If the current setpoint value is reached first, than this current will be controlled or limited, but the desired speed, will not be reached because the setpoint for the motor current (=torque) is given to small to achieve a higher speed. If we increase now the setpoint for the motor current, it is controlled to a higher motor current, which in turn results in a higher speed, if no change of the load situation takes place.
With further increase of the motor current, the desired speed is achieved at some point. The system now settles to this target speed. Increase in the motor current beyond this point does not change, neither the actual speed nor the actual current. Changes of target speed will be controlled as long as the actual motor current is within the limits of the motor target current.
From this it can be seen that only one of the setpoints takes effect. Only the motor current or the speed is controlled. However, the non active setpoint can be seen as a limit.
In the example above, the speed would be limited to the selected target speed, when the motor load decreases! The system would respond with an increase in speed during load reduction, since higher RPM is associated with a higher motor current - and the unchanged first setpoint value of the motor current remains effective. In other words: the system would try to reach the desired motor current by increasing the speed. This could lead to over-speed and to the destruction of the motor (if no speed-limit is set)!
So the FOC offers two operating modes:
- RPM-control with motor phase-current-limitation
- motor phase-current-control with RPM-limitation
Since the motors phase-current (electrical view) corresponds directly to the torque (mechanical view) we also distinguish:
- RPM-control with torque-limitation
- torque-control with RPM-limitation
A "switch-over" is possible between those two modes. Even during operation!

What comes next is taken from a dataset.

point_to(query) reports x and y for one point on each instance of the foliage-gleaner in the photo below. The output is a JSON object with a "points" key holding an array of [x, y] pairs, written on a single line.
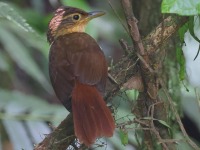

If both target points are set correctly. A motor overload through to high RPM or motor AC-currents is nearly impossible, if both target values are set inbetween the nominal value of the used motor.
RPM is not dependent upon the load situation thanks to the rotation speed control of the FOC. Even during operation, if e.g. in a helicopter model the pitch is increased (for more power) the RPM remains stable. In this case the motor overload (by requesting to much extra power) can not happen, because of the current limitation that works in the background.